FILE - ME voting, voters, election

Voters wait in line in the gymnasium of Brunswick, Maine, Junior High School to receive ballots Nov. 6, 2018.

The Libertarian Party of Maine has filed suit against the Secretary of State, claiming overly burdensome voter registration thresholds.

The lawsuit says more than 6,000 Libertarian voter registrations were discarded by the state, and that the voters became unenrolled from the party without their permission.

There are currently only 105 registered Libertarian voters in Maine, according to the most recent data available from the Secretary of State’s office.

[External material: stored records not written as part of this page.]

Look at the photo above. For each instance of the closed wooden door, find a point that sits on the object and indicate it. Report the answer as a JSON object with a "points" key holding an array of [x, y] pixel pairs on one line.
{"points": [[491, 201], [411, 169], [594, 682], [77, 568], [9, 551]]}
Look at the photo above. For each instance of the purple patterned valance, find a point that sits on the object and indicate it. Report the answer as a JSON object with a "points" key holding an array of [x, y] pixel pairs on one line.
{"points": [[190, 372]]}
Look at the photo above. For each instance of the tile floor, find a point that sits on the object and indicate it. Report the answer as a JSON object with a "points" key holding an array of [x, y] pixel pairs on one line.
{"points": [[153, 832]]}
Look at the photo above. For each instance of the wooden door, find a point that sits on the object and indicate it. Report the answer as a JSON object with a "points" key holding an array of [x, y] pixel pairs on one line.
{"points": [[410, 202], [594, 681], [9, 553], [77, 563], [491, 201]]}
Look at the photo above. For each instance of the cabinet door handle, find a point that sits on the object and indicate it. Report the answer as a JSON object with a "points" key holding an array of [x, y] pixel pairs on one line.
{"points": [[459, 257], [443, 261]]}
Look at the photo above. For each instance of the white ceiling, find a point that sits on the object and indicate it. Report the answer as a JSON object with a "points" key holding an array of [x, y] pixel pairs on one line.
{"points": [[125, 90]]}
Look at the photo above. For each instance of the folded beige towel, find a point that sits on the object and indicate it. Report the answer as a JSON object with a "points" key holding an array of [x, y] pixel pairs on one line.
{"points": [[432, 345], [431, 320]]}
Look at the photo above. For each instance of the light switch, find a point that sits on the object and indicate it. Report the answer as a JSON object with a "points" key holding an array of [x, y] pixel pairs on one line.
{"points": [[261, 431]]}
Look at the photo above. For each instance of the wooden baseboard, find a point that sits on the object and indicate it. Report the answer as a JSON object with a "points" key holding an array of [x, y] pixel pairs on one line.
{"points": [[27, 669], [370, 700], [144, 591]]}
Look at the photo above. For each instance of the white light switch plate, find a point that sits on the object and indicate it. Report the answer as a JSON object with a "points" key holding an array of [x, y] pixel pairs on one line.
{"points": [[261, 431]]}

“You can’t simply throw out one’s choice to belong to a political party,” Libertarian Party of Maine Chairman James Baines of Hampden, one of the plaintiffs, said in a statement posted by the Portland Press Herald. “Republicans and Democrats wrote unconstitutional laws that suppress competition, and prevent thousands of independent thinkers in Maine from considering a viable political option, which many didn’t know existed. I didn’t realize I was a Libertarian until seven years ago.”

Upon enrollment of more than 5,000 members in 2016, the Libertarian Party was qualified for party status. However, state law also stipulates that a minimum of 10,000 party members have to cast votes in the election that follows, which failed to happen, relegating voters who were registered as Libertarians to “unenrolled” status in December 2018.

More than 372,000 Maine voters are considered unenrolled – not registered as Republicans, Democrats or Green Independent, according to the most recent data available from the Secretary of State’s office.

Maine’s Libertarian Party could be reestablished if 5,000 of them register by Jan. 2, 2020, according to a news release on the Secretary of State website. They would also need to turn out at least 10,000 voters in the November 2020 election to maintain their party status.

In their lawsuit, the plaintiffs ask the federal court to bar Dunlap, a Democrat, from applying the state laws, thereby letting Libertarians take part in the election process until lawmakers amend the statute.

A recent effort by Rep. Justin Fecteau, R-Augusta, to reduce the required enrollment numbers did not pass the Legislature.